Synthesis of four structural analogues of 5-deoxystrigol in which the A ring of the molecule will be respectively a carbacycle, an O-, N- and S- derivative. To our knowledge, up to date, no heterocycles analogues have ever been synthesized. With respect to N-heterocycles we will consider the possibility of quaternarization of the N atom: as a consequence, the corresponding ammonium salts are expected to be more soluble in the biological medium and, we hope, more active.

Biological tests on fungal germination (Isagro).

Use of bioinformatics proprietary package in order to perform a screening of possible candidate molecules to be designed and synthesized by partner 6 (Isagro).

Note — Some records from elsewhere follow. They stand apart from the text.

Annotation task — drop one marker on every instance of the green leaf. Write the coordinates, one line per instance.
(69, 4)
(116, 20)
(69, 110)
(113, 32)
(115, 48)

On the basis of the bioassays results of this first class of analogues and the indications arising from the bioinformatics package (Geol, WP4), our attention will be focused on the more active molecules. The aim is to obtain compounds that are suitable to be produced in an industrial plant (WP6), are environmentally stable and have low general and ecological toxicity. A new generation of derivatives will then be synthesized, allowing our synthetic sequence the introduction of a number of substituents on ring A. Moreover, we plan to achieve a complete enantioselective synthesis of the most promising structural analogue, so that the biological activity of both enantiomers will be compared.

In addition, knowledge of which part of the molecule can be elaborate without significantly impairing the germination activity would be useful in the design of labelled analogues suitable for determining the site and mode of action. The choice of suitable functional substituents on ring A, will allow the introduction of fluorescent probes and molecular imaging investigations. In view of biotechnological applications, our attentions will be directed on the enol ether functionality that links the tricyclic framework ABC of the target molecule to ring D. It has been reported (Zwanenburg et al. J. Agric. Food Chem. 1992) that the first interaction with the receptor, involves a nucleophilic attack at the enol ether bridge with consequent release of the D-ring as a leaving group. The fact that the germination stimulant activity of strigolactones is critically dependent by the presence of the labile enol ether D-ring structural unit has meant that it has not so far been possible to synthesise active analogues with a soil halflife sufficient to provide activity in a single treatment at low concentration. From an organic chemistry point of view, our efforts will be directed to change the enol ether bridge with a less sensitive functionality (i.e. an imine), so that the structural features could be considered compatible both with bioactivity and with treatment in soil.

As far as the target molecules have been synthesized in a stable form, greenhouse experiments in the presence of the host plant would be undertaken by the industrial partner. The collaboration is expected to result in the possible applications of these molecules to increase the root colonization as well as in the field of biocontrol against pests.